Wednesday, October 24, 2007

My friend

In trying to get over this fear of exposure, I think I'll just dive right in:



I have a friend for whom my heart breaks. She was broadsided a few days ago by peole she thought cared very much about (or at least liked) her and her family.


But it turns out that maybe that is not the case. Just last week these same people walked by her and hugged her on pretense of appreciating her and her husband. And now they have gone behind her and in an underhanded, thoughtless, self-seeking way, poured buckets of slimy stench over her head when she thought it was safe to look away. Because she trusted them. Because she believed them.

And it makes me sad.

She has not chosen me as a close friend, so I have not been a party to the conversations I know she has had. I have not been able to give her the comfort I so desire her to have--because she is my friend and I love her dearly. I told her how much I love her and how much I love her family. But I know it didn't help. Not really. I watch her worship when I sing and it moves me. I don't think she can ever know how her worship touches my soul. She worships with such reckless abandon, such overflow of love that I am awed and moved, and I often think, "that is how I want to worship." But she didn't do that this time. She stood with her eyes closed and only raised her hands slightly, tenatively, just for a moment--as if she was unable to open herself up, be that vulnerable.

And it made me angry.

Later I hugged her and told her how I missed her worship and she made some excuse. But I knew.

And it made me sadder.

And it made me angrier.

I wanted to go to battle for my friend! I wanted vindication! I wanted to tell those people where they could take their nastiness. But what good would I do? None. I would just stir up TROUBLE. And that's not what my lovely friend needs. She needs God's vindication. And He is faithful to vindicate. But it is so hard to wait for His time.

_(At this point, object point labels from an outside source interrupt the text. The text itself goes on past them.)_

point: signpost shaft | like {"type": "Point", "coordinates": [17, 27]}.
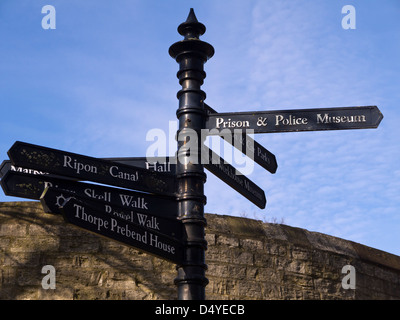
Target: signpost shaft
{"type": "Point", "coordinates": [191, 54]}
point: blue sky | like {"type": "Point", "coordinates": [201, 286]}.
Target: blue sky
{"type": "Point", "coordinates": [103, 78]}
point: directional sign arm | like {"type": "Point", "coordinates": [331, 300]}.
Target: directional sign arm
{"type": "Point", "coordinates": [53, 199]}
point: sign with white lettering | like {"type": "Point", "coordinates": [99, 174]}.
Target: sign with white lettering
{"type": "Point", "coordinates": [52, 199]}
{"type": "Point", "coordinates": [31, 186]}
{"type": "Point", "coordinates": [298, 120]}
{"type": "Point", "coordinates": [92, 169]}
{"type": "Point", "coordinates": [112, 227]}
{"type": "Point", "coordinates": [250, 147]}
{"type": "Point", "coordinates": [158, 164]}
{"type": "Point", "coordinates": [232, 177]}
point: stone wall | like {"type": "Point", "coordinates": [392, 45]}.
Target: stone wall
{"type": "Point", "coordinates": [247, 259]}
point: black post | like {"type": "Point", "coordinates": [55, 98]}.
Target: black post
{"type": "Point", "coordinates": [191, 54]}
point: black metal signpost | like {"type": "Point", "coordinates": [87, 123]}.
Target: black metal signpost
{"type": "Point", "coordinates": [157, 204]}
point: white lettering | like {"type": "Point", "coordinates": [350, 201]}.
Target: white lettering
{"type": "Point", "coordinates": [49, 20]}
{"type": "Point", "coordinates": [222, 123]}
{"type": "Point", "coordinates": [349, 20]}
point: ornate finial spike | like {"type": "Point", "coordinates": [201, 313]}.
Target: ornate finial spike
{"type": "Point", "coordinates": [191, 28]}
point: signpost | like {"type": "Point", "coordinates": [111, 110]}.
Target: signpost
{"type": "Point", "coordinates": [87, 168]}
{"type": "Point", "coordinates": [298, 120]}
{"type": "Point", "coordinates": [79, 214]}
{"type": "Point", "coordinates": [31, 186]}
{"type": "Point", "coordinates": [53, 199]}
{"type": "Point", "coordinates": [158, 206]}
{"type": "Point", "coordinates": [255, 151]}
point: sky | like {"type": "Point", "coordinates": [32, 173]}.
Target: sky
{"type": "Point", "coordinates": [103, 78]}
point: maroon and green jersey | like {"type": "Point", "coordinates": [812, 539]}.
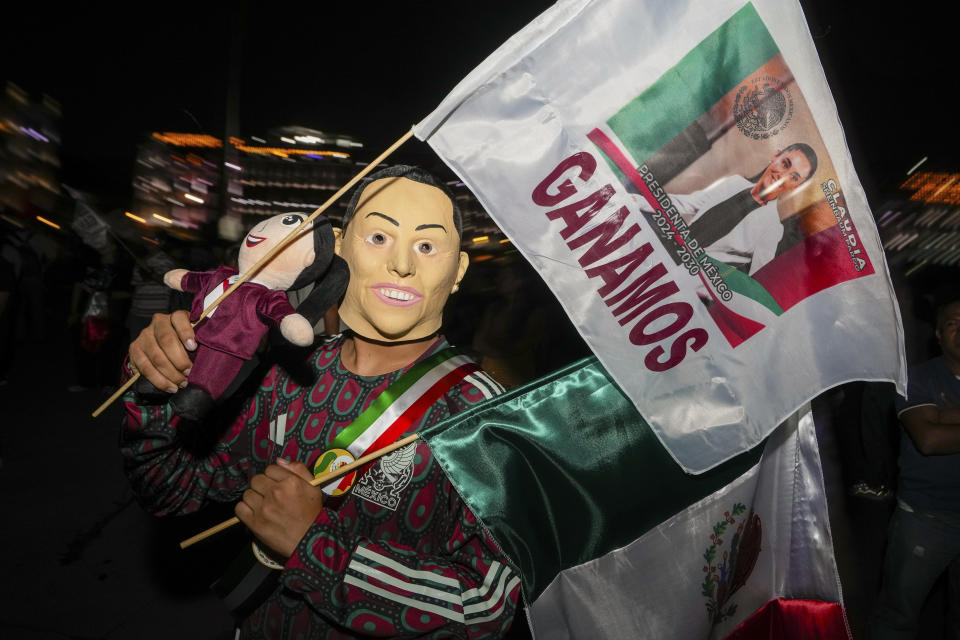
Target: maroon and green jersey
{"type": "Point", "coordinates": [400, 556]}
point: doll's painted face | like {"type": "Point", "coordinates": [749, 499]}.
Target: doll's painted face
{"type": "Point", "coordinates": [284, 267]}
{"type": "Point", "coordinates": [404, 255]}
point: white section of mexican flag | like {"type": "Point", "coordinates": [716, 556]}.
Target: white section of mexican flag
{"type": "Point", "coordinates": [556, 133]}
{"type": "Point", "coordinates": [655, 587]}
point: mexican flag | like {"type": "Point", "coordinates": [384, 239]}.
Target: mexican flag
{"type": "Point", "coordinates": [614, 540]}
{"type": "Point", "coordinates": [677, 174]}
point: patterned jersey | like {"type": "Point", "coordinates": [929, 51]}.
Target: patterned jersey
{"type": "Point", "coordinates": [401, 556]}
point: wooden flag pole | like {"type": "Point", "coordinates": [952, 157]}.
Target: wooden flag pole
{"type": "Point", "coordinates": [270, 254]}
{"type": "Point", "coordinates": [321, 479]}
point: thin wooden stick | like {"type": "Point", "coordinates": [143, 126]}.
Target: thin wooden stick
{"type": "Point", "coordinates": [270, 254]}
{"type": "Point", "coordinates": [323, 479]}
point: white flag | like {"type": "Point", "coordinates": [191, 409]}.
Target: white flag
{"type": "Point", "coordinates": [677, 173]}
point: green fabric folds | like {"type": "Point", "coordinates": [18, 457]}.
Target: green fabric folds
{"type": "Point", "coordinates": [564, 470]}
{"type": "Point", "coordinates": [698, 81]}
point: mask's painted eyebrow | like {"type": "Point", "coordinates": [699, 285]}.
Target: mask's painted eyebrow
{"type": "Point", "coordinates": [431, 226]}
{"type": "Point", "coordinates": [385, 217]}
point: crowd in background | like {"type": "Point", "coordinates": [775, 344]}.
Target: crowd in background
{"type": "Point", "coordinates": [54, 288]}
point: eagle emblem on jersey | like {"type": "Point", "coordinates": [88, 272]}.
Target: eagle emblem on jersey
{"type": "Point", "coordinates": [387, 479]}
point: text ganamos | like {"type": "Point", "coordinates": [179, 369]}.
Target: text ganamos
{"type": "Point", "coordinates": [639, 301]}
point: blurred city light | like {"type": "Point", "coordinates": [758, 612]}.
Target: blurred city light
{"type": "Point", "coordinates": [48, 223]}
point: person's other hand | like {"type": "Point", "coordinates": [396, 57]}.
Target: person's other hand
{"type": "Point", "coordinates": [159, 353]}
{"type": "Point", "coordinates": [280, 505]}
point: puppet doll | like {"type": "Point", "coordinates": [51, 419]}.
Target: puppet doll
{"type": "Point", "coordinates": [231, 333]}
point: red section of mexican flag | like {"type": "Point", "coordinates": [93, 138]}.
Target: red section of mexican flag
{"type": "Point", "coordinates": [787, 619]}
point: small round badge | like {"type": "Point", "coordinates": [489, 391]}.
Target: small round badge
{"type": "Point", "coordinates": [331, 461]}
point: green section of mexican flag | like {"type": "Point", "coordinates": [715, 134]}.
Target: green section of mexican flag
{"type": "Point", "coordinates": [702, 77]}
{"type": "Point", "coordinates": [564, 470]}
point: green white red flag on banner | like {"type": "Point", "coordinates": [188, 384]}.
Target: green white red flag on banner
{"type": "Point", "coordinates": [677, 174]}
{"type": "Point", "coordinates": [614, 540]}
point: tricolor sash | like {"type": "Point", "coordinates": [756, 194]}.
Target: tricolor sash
{"type": "Point", "coordinates": [392, 413]}
{"type": "Point", "coordinates": [252, 575]}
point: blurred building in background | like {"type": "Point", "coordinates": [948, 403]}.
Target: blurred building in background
{"type": "Point", "coordinates": [178, 181]}
{"type": "Point", "coordinates": [920, 229]}
{"type": "Point", "coordinates": [29, 154]}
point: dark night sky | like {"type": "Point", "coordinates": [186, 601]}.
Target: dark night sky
{"type": "Point", "coordinates": [372, 72]}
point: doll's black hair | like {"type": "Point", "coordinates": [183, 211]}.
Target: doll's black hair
{"type": "Point", "coordinates": [323, 245]}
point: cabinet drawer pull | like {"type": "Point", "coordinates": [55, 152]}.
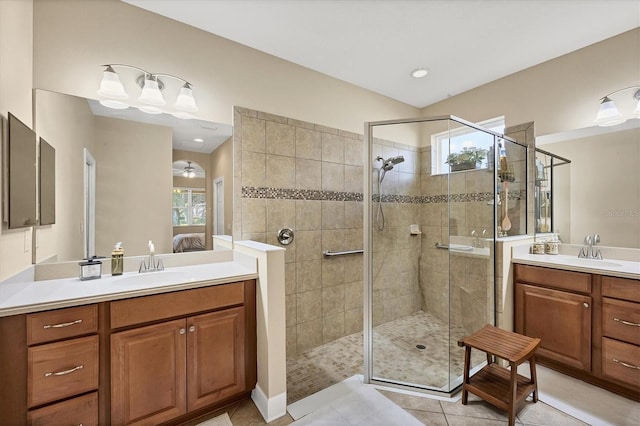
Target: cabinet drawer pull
{"type": "Point", "coordinates": [62, 325]}
{"type": "Point", "coordinates": [633, 324]}
{"type": "Point", "coordinates": [635, 367]}
{"type": "Point", "coordinates": [62, 373]}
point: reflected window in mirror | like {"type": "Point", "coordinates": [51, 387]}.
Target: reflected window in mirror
{"type": "Point", "coordinates": [189, 207]}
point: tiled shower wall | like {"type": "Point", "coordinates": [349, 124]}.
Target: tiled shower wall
{"type": "Point", "coordinates": [456, 286]}
{"type": "Point", "coordinates": [396, 252]}
{"type": "Point", "coordinates": [308, 177]}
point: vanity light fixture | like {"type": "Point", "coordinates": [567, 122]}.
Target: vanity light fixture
{"type": "Point", "coordinates": [189, 171]}
{"type": "Point", "coordinates": [610, 115]}
{"type": "Point", "coordinates": [151, 98]}
{"type": "Point", "coordinates": [420, 72]}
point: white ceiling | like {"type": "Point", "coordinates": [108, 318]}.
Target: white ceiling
{"type": "Point", "coordinates": [375, 44]}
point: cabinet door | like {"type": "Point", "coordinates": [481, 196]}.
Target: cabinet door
{"type": "Point", "coordinates": [148, 374]}
{"type": "Point", "coordinates": [562, 320]}
{"type": "Point", "coordinates": [215, 352]}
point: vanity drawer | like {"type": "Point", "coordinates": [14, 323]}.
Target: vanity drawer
{"type": "Point", "coordinates": [62, 369]}
{"type": "Point", "coordinates": [48, 326]}
{"type": "Point", "coordinates": [620, 361]}
{"type": "Point", "coordinates": [82, 410]}
{"type": "Point", "coordinates": [621, 288]}
{"type": "Point", "coordinates": [175, 304]}
{"type": "Point", "coordinates": [563, 280]}
{"type": "Point", "coordinates": [621, 320]}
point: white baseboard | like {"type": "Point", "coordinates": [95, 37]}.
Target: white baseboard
{"type": "Point", "coordinates": [270, 408]}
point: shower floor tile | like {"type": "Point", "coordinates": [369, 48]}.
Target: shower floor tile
{"type": "Point", "coordinates": [396, 357]}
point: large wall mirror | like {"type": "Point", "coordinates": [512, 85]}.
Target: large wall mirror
{"type": "Point", "coordinates": [122, 176]}
{"type": "Point", "coordinates": [599, 192]}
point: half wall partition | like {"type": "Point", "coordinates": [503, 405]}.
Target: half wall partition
{"type": "Point", "coordinates": [434, 210]}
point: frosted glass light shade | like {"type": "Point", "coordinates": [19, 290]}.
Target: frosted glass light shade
{"type": "Point", "coordinates": [151, 93]}
{"type": "Point", "coordinates": [149, 109]}
{"type": "Point", "coordinates": [111, 86]}
{"type": "Point", "coordinates": [110, 103]}
{"type": "Point", "coordinates": [185, 101]}
{"type": "Point", "coordinates": [182, 115]}
{"type": "Point", "coordinates": [608, 114]}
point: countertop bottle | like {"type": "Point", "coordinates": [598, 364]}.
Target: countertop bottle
{"type": "Point", "coordinates": [117, 259]}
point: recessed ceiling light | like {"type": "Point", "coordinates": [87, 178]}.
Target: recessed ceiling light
{"type": "Point", "coordinates": [420, 72]}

Often I can hold my tongue and wait for God to be my champion, but it is so hard to see those I love broadsided. (Maybe that's not entirely true. I guess I have a hard time waiting for God to justify. I want justice and I want it NOW! So I guess it might be better to say, "Sometimes I can hold my tongue blah, blah, blah.") I want to fight for her. I shake my fist and scream, "You'll never get away with this!" But then I know they will, for now. There's nothing I can do. I'm helpless. (I hate that. I hate feeling helpless!) And then I have to admit that whatever I could do, whatever justice I deemed fit wouldn't be very just.

And I have to sigh. And shake my head. And I once again see my imperfections clearly under the light of God's standards.
What a wretched soul I am.

1 comment:

GingerC said...

Maybe God has allowed this person into your life so you can see how well he works through patience...Grace saved the wretch by the way.